In 250 the allocation plans are prepared and tested, and an optimal allocation plan is identified from the group is identified. In 251, the allocation plans prepared in 250 are input to an output means. In 252, the allocation plans that have been prepared are compared against problems (e.g., past outages, etc.) in a repository 238. In 254, a final optimal allocation plan is identified which takes into account all the resiliency parameters that have been identified. In 255, the optimal allocation plan is output. The optimal allocation plan can be assigned to the requesting entity and to the allocated resources.

Outline of the Algorithm

The algorithm is defined by the following parameters

Input:

• • Skill requirements for performing the services
  • Critical tasks in each service
  • Databases: skills availability, base line resiliency, etc.

Output:

• • Allocation plans
  • Optimal allocation plan

The main steps of the algorithm include:

• • 1. For each service,
    • a. Quantify the critical workload that needs to be considered for resiliency planning by skills allocation:
      • Quantify the workload corresponding to the critical tasks
      • Quantify the workload that can be supported by the baseline resiliency provided at a location
      • Compute the difference of the two to obtain the desired critical workload
    • b. Identify the skills requirements for satisfying the critical workload computed in step (a). This is the minimum set of skills that need to be distributed for resiliency
  • 2. Identify two or more service delivery locations which together satisfy the skills requirements as computed in step (b) for multiple services and output allocation plan(s).

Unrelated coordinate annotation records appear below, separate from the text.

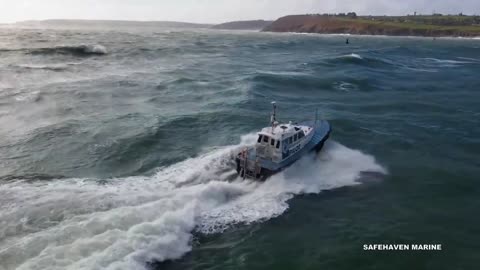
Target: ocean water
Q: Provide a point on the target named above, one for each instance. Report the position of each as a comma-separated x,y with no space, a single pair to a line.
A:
116,145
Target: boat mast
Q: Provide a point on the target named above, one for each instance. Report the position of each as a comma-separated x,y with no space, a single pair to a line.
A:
273,117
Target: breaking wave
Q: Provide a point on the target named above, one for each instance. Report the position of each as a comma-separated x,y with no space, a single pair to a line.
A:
126,223
80,50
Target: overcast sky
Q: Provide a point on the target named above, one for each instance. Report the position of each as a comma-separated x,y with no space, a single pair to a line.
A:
214,11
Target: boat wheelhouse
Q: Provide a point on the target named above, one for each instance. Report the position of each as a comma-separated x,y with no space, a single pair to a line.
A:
280,145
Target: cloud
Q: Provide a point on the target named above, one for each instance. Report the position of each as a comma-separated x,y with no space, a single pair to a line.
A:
218,10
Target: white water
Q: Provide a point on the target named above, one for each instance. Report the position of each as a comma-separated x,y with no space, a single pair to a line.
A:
124,223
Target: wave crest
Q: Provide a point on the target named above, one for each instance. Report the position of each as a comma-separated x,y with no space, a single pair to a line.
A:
126,223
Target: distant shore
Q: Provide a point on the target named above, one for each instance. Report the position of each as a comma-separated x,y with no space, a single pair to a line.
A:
426,26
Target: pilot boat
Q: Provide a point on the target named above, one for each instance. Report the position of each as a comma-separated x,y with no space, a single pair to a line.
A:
279,146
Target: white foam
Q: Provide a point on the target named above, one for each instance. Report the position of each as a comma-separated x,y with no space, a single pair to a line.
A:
98,49
81,224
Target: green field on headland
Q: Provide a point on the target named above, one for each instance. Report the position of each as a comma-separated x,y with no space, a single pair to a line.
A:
418,25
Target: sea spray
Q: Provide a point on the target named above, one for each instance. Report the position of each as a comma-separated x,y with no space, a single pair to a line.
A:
126,223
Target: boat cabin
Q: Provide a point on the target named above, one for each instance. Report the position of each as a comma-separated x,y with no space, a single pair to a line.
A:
280,141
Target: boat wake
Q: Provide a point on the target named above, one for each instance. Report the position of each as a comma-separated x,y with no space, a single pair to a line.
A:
126,223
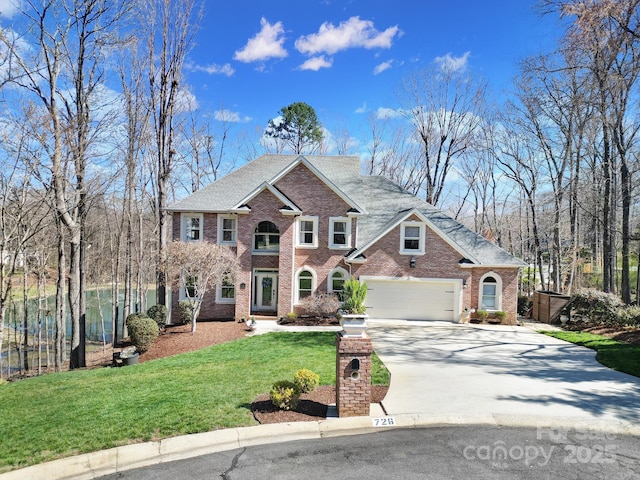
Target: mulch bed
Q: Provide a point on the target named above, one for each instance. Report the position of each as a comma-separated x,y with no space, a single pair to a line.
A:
630,335
311,407
310,321
178,338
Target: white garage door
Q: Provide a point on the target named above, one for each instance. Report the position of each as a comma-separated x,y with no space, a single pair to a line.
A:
411,299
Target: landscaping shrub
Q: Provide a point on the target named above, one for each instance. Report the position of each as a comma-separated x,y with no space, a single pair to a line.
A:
291,317
319,304
354,294
285,395
306,380
186,311
524,304
598,307
142,331
133,318
500,315
159,314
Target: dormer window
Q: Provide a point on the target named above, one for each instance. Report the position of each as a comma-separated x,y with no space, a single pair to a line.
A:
412,238
307,232
191,230
339,232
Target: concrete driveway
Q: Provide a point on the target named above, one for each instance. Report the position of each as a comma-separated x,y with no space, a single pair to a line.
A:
458,370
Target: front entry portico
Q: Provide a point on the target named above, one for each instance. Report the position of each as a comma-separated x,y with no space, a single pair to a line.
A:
265,291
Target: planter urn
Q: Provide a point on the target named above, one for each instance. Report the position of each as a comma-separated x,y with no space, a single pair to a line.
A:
132,360
354,325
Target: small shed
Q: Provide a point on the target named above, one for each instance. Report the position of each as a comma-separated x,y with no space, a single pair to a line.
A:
547,306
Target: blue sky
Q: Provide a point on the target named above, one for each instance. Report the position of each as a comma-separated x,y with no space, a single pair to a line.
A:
346,58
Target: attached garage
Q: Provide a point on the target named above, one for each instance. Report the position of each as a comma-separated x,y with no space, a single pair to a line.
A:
413,298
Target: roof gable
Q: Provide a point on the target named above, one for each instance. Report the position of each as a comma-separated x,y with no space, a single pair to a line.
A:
301,160
287,204
404,216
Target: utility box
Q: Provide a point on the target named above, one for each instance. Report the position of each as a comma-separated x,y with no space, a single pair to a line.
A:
353,375
548,306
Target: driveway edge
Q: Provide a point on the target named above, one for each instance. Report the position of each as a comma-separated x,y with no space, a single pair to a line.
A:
93,465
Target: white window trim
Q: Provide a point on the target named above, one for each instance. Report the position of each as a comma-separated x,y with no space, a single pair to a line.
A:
347,233
345,274
183,225
299,221
314,282
421,240
498,285
182,294
272,251
221,219
220,299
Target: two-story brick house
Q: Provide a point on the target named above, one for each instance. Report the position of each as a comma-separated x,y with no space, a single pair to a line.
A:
301,224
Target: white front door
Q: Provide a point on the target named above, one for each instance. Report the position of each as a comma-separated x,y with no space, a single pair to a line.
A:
265,291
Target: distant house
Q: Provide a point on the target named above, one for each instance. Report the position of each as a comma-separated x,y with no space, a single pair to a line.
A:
302,224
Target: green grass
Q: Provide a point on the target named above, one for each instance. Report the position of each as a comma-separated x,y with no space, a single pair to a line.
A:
67,413
611,353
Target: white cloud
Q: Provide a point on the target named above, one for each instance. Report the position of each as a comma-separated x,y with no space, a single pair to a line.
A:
186,101
350,34
382,67
316,63
450,63
384,112
362,109
225,115
8,8
212,69
264,45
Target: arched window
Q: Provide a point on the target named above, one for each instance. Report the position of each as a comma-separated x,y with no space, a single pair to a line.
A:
490,292
266,237
337,277
305,283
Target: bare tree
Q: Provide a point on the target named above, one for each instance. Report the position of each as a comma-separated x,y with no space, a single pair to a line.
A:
136,109
392,153
445,105
23,215
170,28
195,267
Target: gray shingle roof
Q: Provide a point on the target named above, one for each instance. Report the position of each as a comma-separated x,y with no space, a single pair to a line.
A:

The variations that are considered in the algorithm include:

• • 1. Skills can be specified in a variety of ways, for example:
    • a. A resource can have only one skill and be an expert or non-expert in that skill.
    • b. A resource can have one primary and multiple secondary skills.
  • In the above case, the allocating means should compute the skills allocation plan based on a minimal set of resources to be distributed, considering the fact the people with multiple skills can use their secondary skills to meet critical workload requirements as well.
    • c. A resource typically works dedicated for a contract. However, in cases of disruption, if required, the resource can switch to work part or full-time to provide the same service for other contracts.
  • In this case, the allocating means should compute the skill allocation plan based on a minimal set of resources to be distributed, considering the sharing of resources across multiple contracts.
  • 2. Quantification of the critical workload can be done in multiple ways, for example:
    • a. Calculated as percentage of tickets in the service
    • b. Calculated as percentage of man-hours required to perform the service
  • 3. Allocating means can consider cost structure of multiple service delivery locations to prioritize plans based on cost.
  • 4. Allocating means can consider the entire set of delivery locations or user can specify the subset of locations for the engine to choose from.

EXAMPLE

Consider a DOS/SOW with two services and the processes followed in each of the services is:

• • 1. UNIX/AIX Server System Administration (200 servers)—Change/Incident/Problem management
  • 2. Storage Management (100 ESS boxes)—Change/Problem management
    The skill requirements for these services as output by the skill mapping means are as follows:
  • 1. UNIX/AIX—6 resources—4 of normal expertise and 2 experts
  • 2. Storage admins—4 resources—2 of normal expertise and 2 experts

All resources are utilized at 100%. An expert resource can handle critical workload at 100% utilization unlike a normal resource.

The output of the workload analyzing means is as follows:

• • 1. UNIX/AIX administration
    • a. Patch installation process is critical—constitutes 20% of the total number of tickets
    • b. 70% of sev1 and 50% of sev2 tickets are critical
    • c. Distribution of the tickets—40% are Sev1, 30% are Sev2 and 30% remaining
    • d. Expert resource works 70% of time on Sev1 and 20% on Sev2; Normal resource works 60% on Sev2 and 20% on Sev2.
  • 2. Storage administration
    • a. 80% of sev1 are critical
    • b. Distribution of the tickets—50% are Sev1, 30% are Sev2 and 20% remaining
    • c. Expert resource works 50% of time on Sev1 and normal resource works 30% of time on Sev1

Consider three distributed locations from where the service delivery operations could be performed. The following indicates the availability of the skills at each location (again considering that the utilization rate is 100%, other granular parameters might be provided). The availability also indicates the ability to hire resources if not available.

Location 1

UNIX/AIX—5 resources of normal expertise and 5 experts.

Storage—none

Location 2

UNIX/AIX—none

Storage—10 resources 5 of each type of expertise

Location 3

UNIX/AIX—3 resources of normal expertise and 2 experts.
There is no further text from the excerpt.